Voix puissante et large aux aigus assurés, captivante autant dans la douleur que dans la tendresse, Marie Gautrot est une exceptionnelle Hedwig. Ce rôle de mater dolorosa lui permet enfin de livrer toute l’ampleur de son talent, avec un charisme et un engagement des plus rares. Il faut dire que le véritable « couple » de l’ouvrage est sans doute fondé sur cet amour maternel et filial.

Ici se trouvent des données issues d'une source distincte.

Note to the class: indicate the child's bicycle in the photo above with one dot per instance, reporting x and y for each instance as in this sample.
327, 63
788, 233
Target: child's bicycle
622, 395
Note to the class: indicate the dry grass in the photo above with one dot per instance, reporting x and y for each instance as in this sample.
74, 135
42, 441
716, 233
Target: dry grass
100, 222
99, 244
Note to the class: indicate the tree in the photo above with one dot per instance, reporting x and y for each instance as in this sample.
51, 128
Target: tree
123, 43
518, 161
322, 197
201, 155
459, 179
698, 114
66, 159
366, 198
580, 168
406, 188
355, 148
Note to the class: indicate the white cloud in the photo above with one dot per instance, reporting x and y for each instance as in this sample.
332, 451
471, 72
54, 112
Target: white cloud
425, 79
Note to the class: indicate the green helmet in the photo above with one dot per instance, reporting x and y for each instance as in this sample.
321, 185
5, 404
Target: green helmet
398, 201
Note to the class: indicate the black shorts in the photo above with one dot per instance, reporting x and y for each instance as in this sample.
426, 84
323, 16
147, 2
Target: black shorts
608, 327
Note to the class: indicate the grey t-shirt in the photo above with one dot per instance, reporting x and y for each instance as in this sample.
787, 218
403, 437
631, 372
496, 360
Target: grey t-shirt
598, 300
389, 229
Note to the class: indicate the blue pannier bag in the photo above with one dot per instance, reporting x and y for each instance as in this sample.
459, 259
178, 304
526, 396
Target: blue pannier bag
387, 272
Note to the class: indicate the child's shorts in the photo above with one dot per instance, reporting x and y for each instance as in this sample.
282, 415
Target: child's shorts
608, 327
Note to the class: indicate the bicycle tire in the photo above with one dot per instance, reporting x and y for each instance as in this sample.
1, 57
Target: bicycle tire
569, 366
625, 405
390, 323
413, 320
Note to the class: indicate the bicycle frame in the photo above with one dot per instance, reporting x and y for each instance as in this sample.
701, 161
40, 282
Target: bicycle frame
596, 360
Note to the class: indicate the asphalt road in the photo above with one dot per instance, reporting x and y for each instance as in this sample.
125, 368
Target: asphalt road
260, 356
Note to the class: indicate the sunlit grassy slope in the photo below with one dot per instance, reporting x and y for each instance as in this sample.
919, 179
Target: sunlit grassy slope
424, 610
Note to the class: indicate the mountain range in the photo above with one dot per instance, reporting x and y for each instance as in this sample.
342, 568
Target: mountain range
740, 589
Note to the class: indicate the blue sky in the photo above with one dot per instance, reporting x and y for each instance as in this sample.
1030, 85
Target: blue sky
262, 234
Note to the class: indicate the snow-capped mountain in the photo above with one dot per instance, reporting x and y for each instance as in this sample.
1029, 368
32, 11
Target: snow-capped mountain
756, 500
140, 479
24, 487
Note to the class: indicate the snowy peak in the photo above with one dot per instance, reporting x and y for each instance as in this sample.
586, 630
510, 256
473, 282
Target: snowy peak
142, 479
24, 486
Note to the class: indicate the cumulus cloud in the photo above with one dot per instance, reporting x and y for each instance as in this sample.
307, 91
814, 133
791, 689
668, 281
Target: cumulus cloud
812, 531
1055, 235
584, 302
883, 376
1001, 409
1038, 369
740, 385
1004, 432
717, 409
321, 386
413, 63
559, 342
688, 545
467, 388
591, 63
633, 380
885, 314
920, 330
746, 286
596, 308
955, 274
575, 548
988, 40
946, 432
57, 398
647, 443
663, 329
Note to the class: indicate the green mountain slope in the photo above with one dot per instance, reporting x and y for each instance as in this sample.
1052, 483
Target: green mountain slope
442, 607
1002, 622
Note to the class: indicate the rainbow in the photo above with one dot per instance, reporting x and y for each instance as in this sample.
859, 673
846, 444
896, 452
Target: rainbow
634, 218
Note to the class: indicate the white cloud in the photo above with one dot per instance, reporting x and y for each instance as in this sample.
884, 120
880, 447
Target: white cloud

Lui est dévolue l’une des mélodies les plus connues d’Offenbach, embryon de la Barcarolle des Contes d’Hoffmann en devenir : dans cette première utilisation, la mère éplorée recherche sa fille au milieu des esprits du Rhin, sa voix se mêlant aux leurs, avec une impression poignante…

Doté d’un timbre autoritaire, du physique idéal pour cette lecture et d’une assurance d’airain, le Conrad de Jean Luc Ballestra est lui aussi remarquable, tant par un jeu sobre où la violence bouillonne et où la tendresse paternelle subitement révélée fissure la brutalité cynique et revendicatrice du chef de milice impitoyable. Il se montre bouleversant dans ses retrouvailles avec Hedwig

Guilhem Worms, l’amoureux altruiste, confère au rôle de Gottried une puissance inattendue, renforcée par un timbre soyeux, des graves impressionnants et une diction remarquable. (On reste d’ailleurs éblouis par le trio masculin du second acte.)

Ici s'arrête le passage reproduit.